Given $T\circ S=\emptyset$ and $R$ nonempty, would $(T \circ S) \circ R$ be anything other than the empty set?
I'm also curious the other way around. I think that it would be just empty.
Given $T\circ S=\emptyset$ and $R$ nonempty, would $(T \circ S) \circ R$ be anything other than the empty set?
I'm also curious the other way around. I think that it would be just empty.

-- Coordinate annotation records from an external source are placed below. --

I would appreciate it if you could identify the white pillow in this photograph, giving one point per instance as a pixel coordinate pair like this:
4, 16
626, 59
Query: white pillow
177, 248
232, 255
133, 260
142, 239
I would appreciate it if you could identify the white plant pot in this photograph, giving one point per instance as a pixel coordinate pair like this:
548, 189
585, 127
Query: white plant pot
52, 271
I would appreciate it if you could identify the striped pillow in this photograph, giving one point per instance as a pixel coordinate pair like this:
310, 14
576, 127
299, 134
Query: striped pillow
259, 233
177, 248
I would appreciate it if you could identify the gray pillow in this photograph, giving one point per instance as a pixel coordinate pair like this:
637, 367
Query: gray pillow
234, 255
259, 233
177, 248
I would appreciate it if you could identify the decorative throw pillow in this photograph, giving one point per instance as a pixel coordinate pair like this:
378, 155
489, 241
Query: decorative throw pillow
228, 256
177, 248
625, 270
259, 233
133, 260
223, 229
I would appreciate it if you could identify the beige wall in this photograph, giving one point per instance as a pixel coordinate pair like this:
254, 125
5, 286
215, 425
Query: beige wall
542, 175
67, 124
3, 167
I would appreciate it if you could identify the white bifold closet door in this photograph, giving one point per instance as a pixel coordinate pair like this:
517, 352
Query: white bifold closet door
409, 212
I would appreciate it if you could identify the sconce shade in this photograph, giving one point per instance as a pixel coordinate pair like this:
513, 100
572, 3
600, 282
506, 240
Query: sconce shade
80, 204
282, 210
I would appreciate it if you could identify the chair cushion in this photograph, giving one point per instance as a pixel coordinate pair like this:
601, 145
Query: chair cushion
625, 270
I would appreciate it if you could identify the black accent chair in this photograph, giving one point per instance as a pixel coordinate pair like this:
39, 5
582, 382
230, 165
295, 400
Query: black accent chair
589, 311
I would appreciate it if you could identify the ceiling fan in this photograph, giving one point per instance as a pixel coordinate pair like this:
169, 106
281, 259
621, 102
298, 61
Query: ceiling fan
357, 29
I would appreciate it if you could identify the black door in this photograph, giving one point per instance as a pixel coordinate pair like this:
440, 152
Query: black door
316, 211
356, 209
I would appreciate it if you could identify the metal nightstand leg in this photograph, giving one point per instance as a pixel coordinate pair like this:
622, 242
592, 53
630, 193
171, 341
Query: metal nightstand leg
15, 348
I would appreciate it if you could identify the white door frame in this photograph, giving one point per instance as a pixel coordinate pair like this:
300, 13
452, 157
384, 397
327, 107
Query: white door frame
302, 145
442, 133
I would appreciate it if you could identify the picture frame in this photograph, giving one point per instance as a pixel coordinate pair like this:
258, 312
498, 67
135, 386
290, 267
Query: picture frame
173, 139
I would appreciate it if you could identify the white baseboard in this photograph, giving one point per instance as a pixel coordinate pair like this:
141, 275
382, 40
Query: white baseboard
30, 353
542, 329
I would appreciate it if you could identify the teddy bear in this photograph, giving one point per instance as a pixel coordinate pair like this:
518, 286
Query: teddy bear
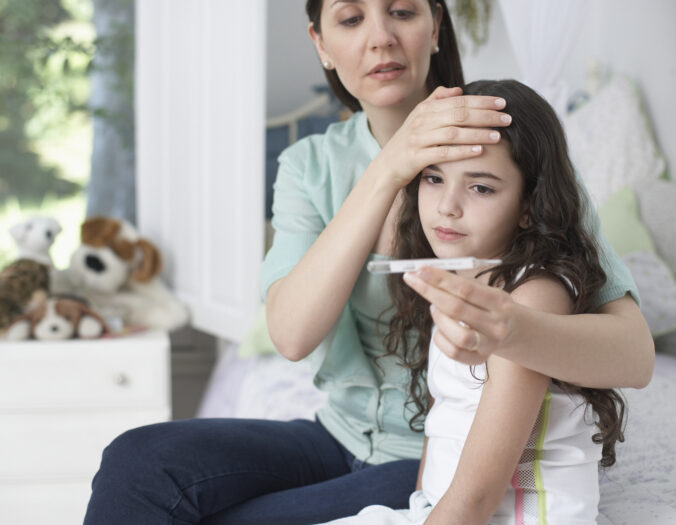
26, 279
117, 272
57, 318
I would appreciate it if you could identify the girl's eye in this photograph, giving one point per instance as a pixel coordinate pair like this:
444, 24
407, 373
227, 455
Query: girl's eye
402, 14
352, 21
432, 179
482, 190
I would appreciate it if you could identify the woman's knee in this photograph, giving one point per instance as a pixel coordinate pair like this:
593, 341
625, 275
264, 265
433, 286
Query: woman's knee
134, 453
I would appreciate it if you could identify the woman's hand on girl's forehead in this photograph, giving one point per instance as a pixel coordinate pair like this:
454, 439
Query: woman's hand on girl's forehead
445, 127
473, 319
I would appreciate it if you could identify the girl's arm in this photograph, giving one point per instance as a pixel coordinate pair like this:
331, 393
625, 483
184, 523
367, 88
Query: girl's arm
612, 348
303, 306
421, 469
509, 406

Recall the definition of composition:
Let $R,S$ be binary relations. $R\circ S = \{\langle x,y\rangle\mid \exists z(\langle x,z\rangle\in S\wedge \langle z,y\rangle\in R)\}$. (Essentially this a generalization of composition of functions.)
Suppose $R=\emptyset$ (which is a relation as all its members are ordered pairs) then clearly $R\circ S=\emptyset$, otherwise $x(R\circ S)y$ implies there is some $z$ such that $\langle x,z\rangle\in S=\emptyset$ which is a contradiction.
Asaf already gave a good answer. I prefer the order of composition of relations to be the same as for functions (which, if I am not mistaking, is the opposite of Asaf's order).
So suppose $X,Y,Z$ are sets and we have relations $X\xrightarrow{R}Y\xrightarrow{S}Z$ (by which I mean $R$ is a relation from $X$ to $Y$, and $S$ is a relation from $Y$ to $Z$). Then the composition $S\circ R$ is a relation from $X$ to $Z$ given by
$S\circ R:=\{(x,z)|\exists y\in Y: (x,y)\in R\text{ and }(y,z)\in S\}$.
Now to your question about the converse: this is not true. An easy counter-example might be to take $X=\{1\}=Z$ and $Y=\{1,2\}$, and $R=\{(1,1)\}$ and $S=\{(2,1)\}$. Then $(1,1)\notin S\circ R$. So $S\circ R=\emptyset$ while $R\neq \emptyset$ and $S\neq \emptyset$.